Was unter anderem ins Auge stach, ist die Kluft zwischen der Menge an Kulturhäusern (140) und Kulturevents (laut einer rezenten Studie über 600 innerhalb von drei Monaten) und der Zahl an fest angestellten Kulturjournalisten: eine Handvoll, verteilt über die verschiedenen Redaktionen des Landes, bei denen es jeweils etwa zwischen einem und vier Kulturjournalisten gibt.
Dass die Situation im Ausland nicht viel besser aussieht, tröstet kaum darüber hinweg, dass in Luxemburg immer weniger über Kultur berichtet wird. Heute wird mehr denn je produziert – ein Fakt, der in puncto Nachhaltigkeit übrigens auch nicht unproblematisch ist –, überforderte Kulturredaktionen werden mit Pressemitteilungen überhäuft, können aber wegen der schwindenden (Wo)manpower, die ihnen zur Verfügung steht, längst nur noch einen Bruchteil dessen, was hierzulande läuft, abdecken.
So gab es beispielsweise über „Under the Sun“ von Elise Schmit keine einzige Rezension – mit dem mehr als problematischen Resultat, dass weder die Autorin ihr Portfolio noch das Kulturhaus sein Pressedossier mit Artikeln bereichern konnte. Zudem fiel auch die fürs Publikum wichtige Empfehlungsfunktion des Kritikers oder der Kritikerin weg.
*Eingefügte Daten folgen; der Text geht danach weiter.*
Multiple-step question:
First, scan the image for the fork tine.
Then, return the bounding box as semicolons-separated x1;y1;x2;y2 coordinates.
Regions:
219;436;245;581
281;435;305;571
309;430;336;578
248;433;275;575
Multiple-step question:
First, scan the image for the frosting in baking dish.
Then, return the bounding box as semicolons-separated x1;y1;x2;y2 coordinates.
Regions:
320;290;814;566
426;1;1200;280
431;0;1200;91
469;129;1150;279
Die Gründe für das Dahinschwinden des Kulturjournalismus sind vielfältig: Redaktionen stellen heutzutage viel lieber Allrounder ein – dabei braucht es eine spezifische (Aus)bildung, um Theaterrezensionen oder Literaturkritiken zu verfassen. Aufwendige und teure Studien bei der Leserschaft ergeben zudem regelmäßig, dass Buchbesprechungen weniger gelesen werden als Berichterstattungen zu großen Festivals, die wiederum weniger Seitenaufrufe generieren als chiens écrasés, lebendige Katzen oder Erfolge bei der Tour de France.
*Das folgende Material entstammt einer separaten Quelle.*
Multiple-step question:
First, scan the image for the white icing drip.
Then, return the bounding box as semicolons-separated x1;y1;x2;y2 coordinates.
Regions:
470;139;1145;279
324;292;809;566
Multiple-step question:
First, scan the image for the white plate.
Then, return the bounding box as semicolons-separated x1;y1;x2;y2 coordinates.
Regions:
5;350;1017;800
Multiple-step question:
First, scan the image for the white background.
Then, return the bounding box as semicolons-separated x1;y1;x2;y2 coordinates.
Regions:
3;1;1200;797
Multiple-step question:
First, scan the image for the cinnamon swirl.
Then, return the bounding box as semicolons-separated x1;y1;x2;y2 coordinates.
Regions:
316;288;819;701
Erstaunen tut das nur jemanden, der das Internet und die Erfindung von Katzenvideos verschlafen hat – aber kann man deswegen (digitale) Tageszeitungen nur noch mit Bob Jungels, tollpatschigen Hunden und fiesen Katzen füllen, während gleichzeitig, wie man es mittlerweile immer wieder hört, Kulturschaffende und Kulturhäuser eingeflößt bekommen, sie müssten immer mehr Aspekte der journalistischen Arbeit zunehmend selbst übernehmen? Wenn alle Kulturakteure plötzlich auch Kulturjournalismus betreiben, fällt die analytische Kompetenz der Kritik weg. Wie praktisch, wenn der oder die Kulturschaffende plötzlich nur noch in der eigenen solipsistischen Blase unbeschwerten und distanzlosen (Eigen)lobs schwebt.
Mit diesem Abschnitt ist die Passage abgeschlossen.